Hmm, thanks but I fail to understand how this addresses my disagreement. So let me try to be more specific as to why I disagree and hopefully you will take a another fresh look at this. Thank you for taking the time.

I don't agree that there is a bug in my snakefile. Why? Because it works and runs as expected if I do not reference workflow.cores. Conclusion: workflow.cores is the culprit here and we can sweep everything else off the table and focus on that.

And just to be clear: workflow.cores is mentioned in several places in the main Snakemake documentation as a resource that is available to the user.

Another important remark is this: workflow.cores does NOT represent an evaluation of the available number of cores in the compute environment. Instead, it reflects the requested number when snakemake is called. That is, if I call snakemake like this on a single core machine:

snakemake -s snakefile.smk -c1000

the value of workflow.cores is not 1 but 1000

So, speculations on the influence of the login node can also be set aside.
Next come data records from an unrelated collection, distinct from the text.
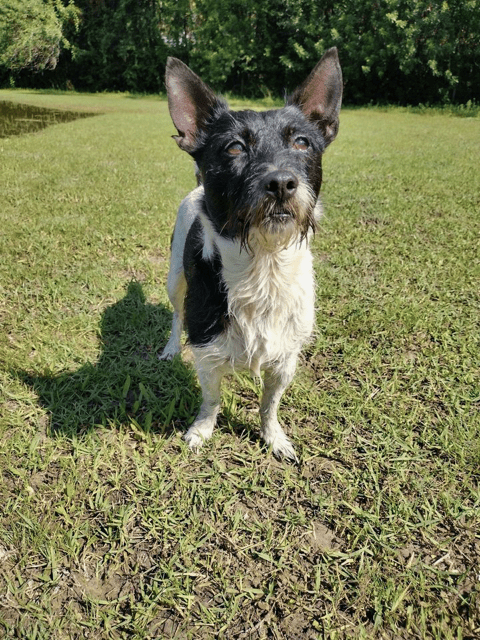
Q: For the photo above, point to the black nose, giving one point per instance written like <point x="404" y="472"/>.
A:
<point x="281" y="184"/>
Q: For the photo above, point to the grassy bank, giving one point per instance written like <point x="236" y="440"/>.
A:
<point x="109" y="526"/>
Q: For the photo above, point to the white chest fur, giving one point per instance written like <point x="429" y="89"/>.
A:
<point x="270" y="304"/>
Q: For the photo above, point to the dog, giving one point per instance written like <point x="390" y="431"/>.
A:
<point x="241" y="276"/>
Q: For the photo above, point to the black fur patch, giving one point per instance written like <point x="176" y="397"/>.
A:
<point x="206" y="305"/>
<point x="233" y="183"/>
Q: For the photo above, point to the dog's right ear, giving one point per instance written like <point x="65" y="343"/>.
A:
<point x="320" y="95"/>
<point x="190" y="101"/>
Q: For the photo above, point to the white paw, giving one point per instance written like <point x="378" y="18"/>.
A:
<point x="196" y="437"/>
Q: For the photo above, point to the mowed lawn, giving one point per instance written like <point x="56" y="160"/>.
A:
<point x="109" y="526"/>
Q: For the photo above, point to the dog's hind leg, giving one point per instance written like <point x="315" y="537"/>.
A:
<point x="210" y="380"/>
<point x="275" y="383"/>
<point x="176" y="288"/>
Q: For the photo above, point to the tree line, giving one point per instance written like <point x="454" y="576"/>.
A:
<point x="396" y="51"/>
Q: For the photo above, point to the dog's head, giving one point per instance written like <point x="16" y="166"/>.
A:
<point x="261" y="171"/>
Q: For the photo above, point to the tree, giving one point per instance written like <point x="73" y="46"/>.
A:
<point x="32" y="32"/>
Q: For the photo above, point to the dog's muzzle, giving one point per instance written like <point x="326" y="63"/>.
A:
<point x="280" y="185"/>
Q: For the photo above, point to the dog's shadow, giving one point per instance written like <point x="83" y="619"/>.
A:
<point x="127" y="384"/>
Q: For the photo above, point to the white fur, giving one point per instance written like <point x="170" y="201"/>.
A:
<point x="270" y="290"/>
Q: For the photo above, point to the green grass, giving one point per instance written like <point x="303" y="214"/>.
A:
<point x="109" y="526"/>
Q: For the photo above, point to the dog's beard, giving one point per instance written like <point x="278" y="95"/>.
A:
<point x="276" y="223"/>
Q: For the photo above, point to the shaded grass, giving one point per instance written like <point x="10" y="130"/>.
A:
<point x="109" y="526"/>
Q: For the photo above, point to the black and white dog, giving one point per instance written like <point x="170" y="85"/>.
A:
<point x="241" y="275"/>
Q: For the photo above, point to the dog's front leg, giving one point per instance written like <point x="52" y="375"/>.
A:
<point x="202" y="429"/>
<point x="275" y="383"/>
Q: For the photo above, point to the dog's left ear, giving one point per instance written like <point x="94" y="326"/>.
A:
<point x="320" y="95"/>
<point x="191" y="102"/>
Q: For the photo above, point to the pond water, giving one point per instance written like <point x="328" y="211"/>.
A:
<point x="17" y="119"/>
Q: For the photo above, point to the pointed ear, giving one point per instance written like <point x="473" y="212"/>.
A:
<point x="190" y="101"/>
<point x="320" y="96"/>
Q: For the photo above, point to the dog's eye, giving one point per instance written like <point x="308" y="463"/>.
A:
<point x="301" y="144"/>
<point x="235" y="148"/>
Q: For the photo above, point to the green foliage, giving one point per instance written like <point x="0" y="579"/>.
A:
<point x="32" y="32"/>
<point x="408" y="52"/>
<point x="110" y="528"/>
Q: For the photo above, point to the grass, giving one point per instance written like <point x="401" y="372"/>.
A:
<point x="109" y="526"/>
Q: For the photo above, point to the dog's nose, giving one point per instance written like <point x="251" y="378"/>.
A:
<point x="281" y="184"/>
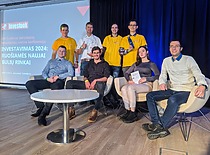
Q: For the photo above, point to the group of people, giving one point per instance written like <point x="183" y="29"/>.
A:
<point x="182" y="71"/>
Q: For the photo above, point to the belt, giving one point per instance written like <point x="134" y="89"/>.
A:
<point x="85" y="59"/>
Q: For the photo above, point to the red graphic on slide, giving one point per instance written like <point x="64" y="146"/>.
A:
<point x="3" y="26"/>
<point x="83" y="9"/>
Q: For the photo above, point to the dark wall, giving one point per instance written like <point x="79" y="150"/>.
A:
<point x="160" y="21"/>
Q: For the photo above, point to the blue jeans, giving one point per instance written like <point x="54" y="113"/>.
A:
<point x="36" y="85"/>
<point x="115" y="71"/>
<point x="175" y="99"/>
<point x="99" y="87"/>
<point x="83" y="66"/>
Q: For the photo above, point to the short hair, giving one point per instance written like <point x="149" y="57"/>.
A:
<point x="138" y="58"/>
<point x="176" y="40"/>
<point x="64" y="25"/>
<point x="62" y="46"/>
<point x="96" y="48"/>
<point x="89" y="23"/>
<point x="133" y="20"/>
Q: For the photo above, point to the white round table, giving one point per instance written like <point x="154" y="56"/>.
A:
<point x="64" y="96"/>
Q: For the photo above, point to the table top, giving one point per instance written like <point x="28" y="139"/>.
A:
<point x="64" y="95"/>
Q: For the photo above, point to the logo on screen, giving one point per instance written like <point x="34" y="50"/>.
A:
<point x="14" y="26"/>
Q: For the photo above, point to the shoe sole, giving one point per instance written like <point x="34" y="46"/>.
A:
<point x="72" y="117"/>
<point x="158" y="136"/>
<point x="136" y="119"/>
<point x="146" y="129"/>
<point x="91" y="121"/>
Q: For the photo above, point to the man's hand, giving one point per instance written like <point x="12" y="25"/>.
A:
<point x="93" y="84"/>
<point x="84" y="45"/>
<point x="130" y="48"/>
<point x="55" y="78"/>
<point x="51" y="80"/>
<point x="142" y="80"/>
<point x="200" y="91"/>
<point x="130" y="82"/>
<point x="87" y="84"/>
<point x="163" y="86"/>
<point x="76" y="65"/>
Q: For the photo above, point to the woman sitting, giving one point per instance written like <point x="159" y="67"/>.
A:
<point x="144" y="68"/>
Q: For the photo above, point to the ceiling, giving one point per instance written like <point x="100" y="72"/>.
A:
<point x="9" y="4"/>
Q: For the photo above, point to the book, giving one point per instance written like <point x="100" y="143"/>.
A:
<point x="135" y="76"/>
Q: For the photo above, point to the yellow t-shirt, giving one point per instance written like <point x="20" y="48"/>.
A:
<point x="70" y="45"/>
<point x="112" y="45"/>
<point x="130" y="58"/>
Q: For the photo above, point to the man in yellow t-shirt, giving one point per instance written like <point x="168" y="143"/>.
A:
<point x="111" y="45"/>
<point x="130" y="44"/>
<point x="66" y="41"/>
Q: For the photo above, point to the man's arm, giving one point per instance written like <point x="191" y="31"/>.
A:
<point x="46" y="70"/>
<point x="200" y="78"/>
<point x="54" y="54"/>
<point x="163" y="76"/>
<point x="69" y="73"/>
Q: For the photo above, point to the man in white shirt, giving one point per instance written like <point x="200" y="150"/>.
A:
<point x="184" y="74"/>
<point x="85" y="46"/>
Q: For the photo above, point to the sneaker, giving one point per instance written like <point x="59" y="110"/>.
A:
<point x="93" y="116"/>
<point x="132" y="117"/>
<point x="37" y="113"/>
<point x="125" y="115"/>
<point x="148" y="127"/>
<point x="158" y="132"/>
<point x="42" y="120"/>
<point x="71" y="113"/>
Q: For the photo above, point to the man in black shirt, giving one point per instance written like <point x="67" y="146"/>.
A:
<point x="96" y="74"/>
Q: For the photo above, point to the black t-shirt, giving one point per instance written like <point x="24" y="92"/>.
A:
<point x="95" y="71"/>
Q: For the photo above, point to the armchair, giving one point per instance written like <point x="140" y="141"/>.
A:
<point x="141" y="97"/>
<point x="193" y="104"/>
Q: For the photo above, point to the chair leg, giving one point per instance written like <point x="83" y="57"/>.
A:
<point x="59" y="108"/>
<point x="207" y="119"/>
<point x="117" y="110"/>
<point x="104" y="109"/>
<point x="185" y="129"/>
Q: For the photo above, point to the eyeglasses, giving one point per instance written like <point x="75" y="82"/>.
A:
<point x="174" y="46"/>
<point x="96" y="52"/>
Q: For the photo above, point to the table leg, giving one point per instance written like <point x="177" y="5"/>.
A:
<point x="65" y="135"/>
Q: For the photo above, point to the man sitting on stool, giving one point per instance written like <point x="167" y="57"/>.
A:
<point x="54" y="74"/>
<point x="96" y="74"/>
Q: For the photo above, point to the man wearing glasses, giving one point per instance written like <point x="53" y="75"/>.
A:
<point x="66" y="41"/>
<point x="96" y="74"/>
<point x="184" y="74"/>
<point x="130" y="44"/>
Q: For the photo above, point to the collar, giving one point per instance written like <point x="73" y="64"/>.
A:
<point x="59" y="59"/>
<point x="133" y="34"/>
<point x="88" y="36"/>
<point x="113" y="36"/>
<point x="178" y="58"/>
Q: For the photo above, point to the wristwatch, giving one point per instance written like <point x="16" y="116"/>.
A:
<point x="204" y="85"/>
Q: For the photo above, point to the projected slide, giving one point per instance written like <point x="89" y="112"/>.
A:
<point x="27" y="35"/>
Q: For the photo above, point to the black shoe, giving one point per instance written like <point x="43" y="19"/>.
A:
<point x="42" y="121"/>
<point x="148" y="127"/>
<point x="125" y="115"/>
<point x="37" y="113"/>
<point x="159" y="132"/>
<point x="132" y="117"/>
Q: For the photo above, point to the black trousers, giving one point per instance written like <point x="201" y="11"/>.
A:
<point x="36" y="85"/>
<point x="99" y="87"/>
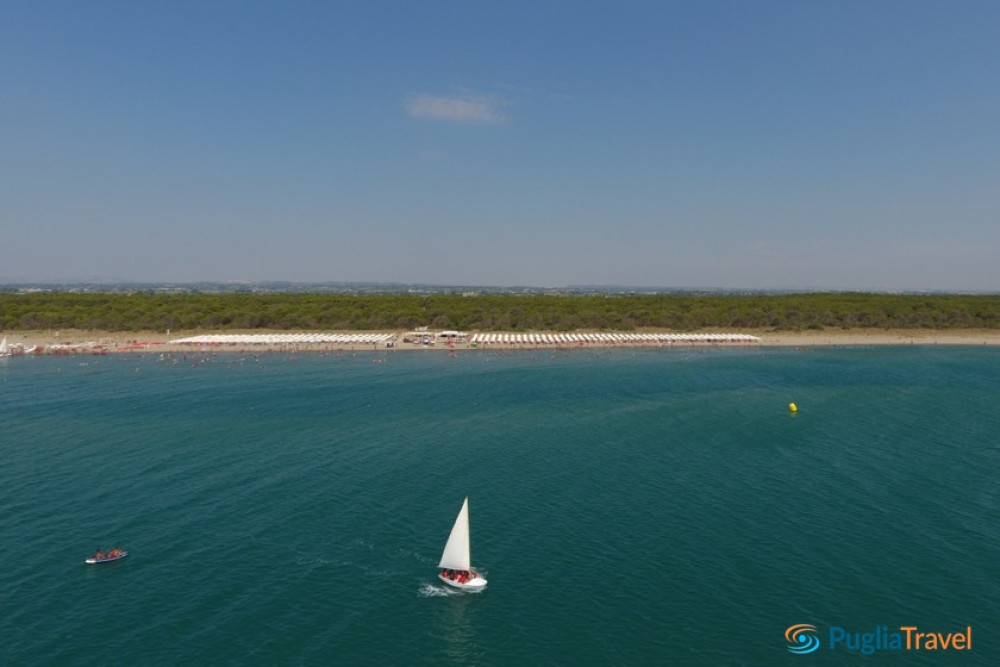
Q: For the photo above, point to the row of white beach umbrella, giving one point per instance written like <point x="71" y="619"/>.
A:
<point x="479" y="338"/>
<point x="284" y="339"/>
<point x="610" y="338"/>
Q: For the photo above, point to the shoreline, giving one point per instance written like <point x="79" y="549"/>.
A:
<point x="106" y="342"/>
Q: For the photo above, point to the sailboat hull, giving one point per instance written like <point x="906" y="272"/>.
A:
<point x="472" y="586"/>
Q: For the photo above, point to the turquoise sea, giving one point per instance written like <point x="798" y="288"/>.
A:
<point x="629" y="507"/>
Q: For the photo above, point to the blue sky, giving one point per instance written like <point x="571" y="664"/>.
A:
<point x="756" y="144"/>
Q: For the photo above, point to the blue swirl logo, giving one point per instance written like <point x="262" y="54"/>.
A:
<point x="802" y="638"/>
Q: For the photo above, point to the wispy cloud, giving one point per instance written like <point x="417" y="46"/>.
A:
<point x="468" y="108"/>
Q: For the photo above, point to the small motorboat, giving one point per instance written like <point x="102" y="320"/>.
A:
<point x="114" y="554"/>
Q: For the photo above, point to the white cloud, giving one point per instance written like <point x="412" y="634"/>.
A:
<point x="470" y="108"/>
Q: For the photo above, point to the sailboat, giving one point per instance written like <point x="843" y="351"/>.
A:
<point x="456" y="560"/>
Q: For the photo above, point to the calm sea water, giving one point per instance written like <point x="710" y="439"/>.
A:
<point x="628" y="507"/>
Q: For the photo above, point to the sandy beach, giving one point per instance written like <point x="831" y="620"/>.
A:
<point x="106" y="342"/>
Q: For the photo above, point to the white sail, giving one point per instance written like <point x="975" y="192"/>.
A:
<point x="456" y="554"/>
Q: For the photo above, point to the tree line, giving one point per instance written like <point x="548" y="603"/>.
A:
<point x="150" y="311"/>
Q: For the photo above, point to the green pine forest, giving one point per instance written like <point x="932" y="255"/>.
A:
<point x="149" y="311"/>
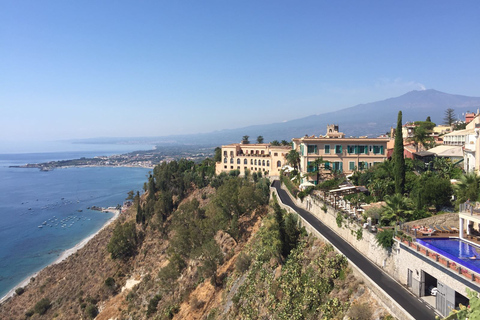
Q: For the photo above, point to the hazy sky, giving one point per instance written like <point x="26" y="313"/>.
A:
<point x="79" y="69"/>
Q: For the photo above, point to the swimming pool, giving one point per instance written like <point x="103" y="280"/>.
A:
<point x="456" y="250"/>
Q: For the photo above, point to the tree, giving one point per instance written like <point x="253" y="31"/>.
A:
<point x="293" y="158"/>
<point x="123" y="242"/>
<point x="318" y="164"/>
<point x="218" y="154"/>
<point x="397" y="209"/>
<point x="398" y="158"/>
<point x="275" y="143"/>
<point x="471" y="312"/>
<point x="421" y="136"/>
<point x="468" y="188"/>
<point x="449" y="117"/>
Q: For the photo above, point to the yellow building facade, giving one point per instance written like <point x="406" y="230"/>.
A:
<point x="262" y="157"/>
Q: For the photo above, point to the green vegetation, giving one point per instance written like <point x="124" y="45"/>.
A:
<point x="398" y="158"/>
<point x="42" y="306"/>
<point x="91" y="311"/>
<point x="471" y="312"/>
<point x="19" y="291"/>
<point x="384" y="238"/>
<point x="124" y="241"/>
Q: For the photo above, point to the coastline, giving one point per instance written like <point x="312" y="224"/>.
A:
<point x="64" y="255"/>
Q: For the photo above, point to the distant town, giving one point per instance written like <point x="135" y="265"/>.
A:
<point x="141" y="159"/>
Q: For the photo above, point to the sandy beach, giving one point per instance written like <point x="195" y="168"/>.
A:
<point x="65" y="254"/>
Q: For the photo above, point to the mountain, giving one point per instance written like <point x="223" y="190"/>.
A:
<point x="370" y="119"/>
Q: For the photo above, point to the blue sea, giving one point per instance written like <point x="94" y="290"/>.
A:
<point x="57" y="201"/>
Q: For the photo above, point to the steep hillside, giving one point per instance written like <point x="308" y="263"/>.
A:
<point x="219" y="251"/>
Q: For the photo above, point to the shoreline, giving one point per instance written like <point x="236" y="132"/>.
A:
<point x="64" y="255"/>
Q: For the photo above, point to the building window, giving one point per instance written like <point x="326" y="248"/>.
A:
<point x="378" y="150"/>
<point x="338" y="166"/>
<point x="312" y="148"/>
<point x="351" y="165"/>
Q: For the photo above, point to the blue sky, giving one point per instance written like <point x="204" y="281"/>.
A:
<point x="80" y="69"/>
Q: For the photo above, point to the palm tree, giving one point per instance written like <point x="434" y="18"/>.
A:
<point x="421" y="136"/>
<point x="293" y="158"/>
<point x="397" y="209"/>
<point x="468" y="188"/>
<point x="318" y="164"/>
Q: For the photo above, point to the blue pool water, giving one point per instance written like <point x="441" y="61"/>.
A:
<point x="456" y="250"/>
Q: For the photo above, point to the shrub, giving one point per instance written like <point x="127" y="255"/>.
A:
<point x="110" y="282"/>
<point x="152" y="305"/>
<point x="91" y="311"/>
<point x="243" y="262"/>
<point x="124" y="240"/>
<point x="42" y="306"/>
<point x="359" y="234"/>
<point x="385" y="238"/>
<point x="360" y="311"/>
<point x="339" y="219"/>
<point x="19" y="291"/>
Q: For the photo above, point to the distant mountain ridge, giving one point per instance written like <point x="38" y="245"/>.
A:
<point x="369" y="119"/>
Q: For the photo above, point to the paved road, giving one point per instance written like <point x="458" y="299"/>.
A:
<point x="416" y="308"/>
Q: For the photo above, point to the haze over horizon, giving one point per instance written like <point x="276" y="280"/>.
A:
<point x="119" y="69"/>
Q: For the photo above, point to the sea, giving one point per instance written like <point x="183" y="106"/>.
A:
<point x="43" y="214"/>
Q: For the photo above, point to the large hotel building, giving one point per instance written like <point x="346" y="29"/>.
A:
<point x="262" y="157"/>
<point x="341" y="154"/>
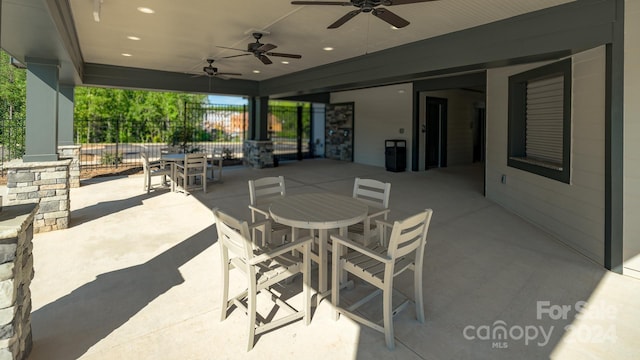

The question now is this: Why does workflow.cores get redefined, when using slurm as the executor? It shouldn't get redefined.

I don't have any experience with the Snakemake codebase and I am not familiar with dataclasses, but a quick comparison between the code for snakemake-executor-plugin-slurm and the skeleton for executor plugins reveals that the workflow seems to get referenced in the skeleton's _post_init_ function in the Executor, but not in snakemake-executor-plugin-slurm.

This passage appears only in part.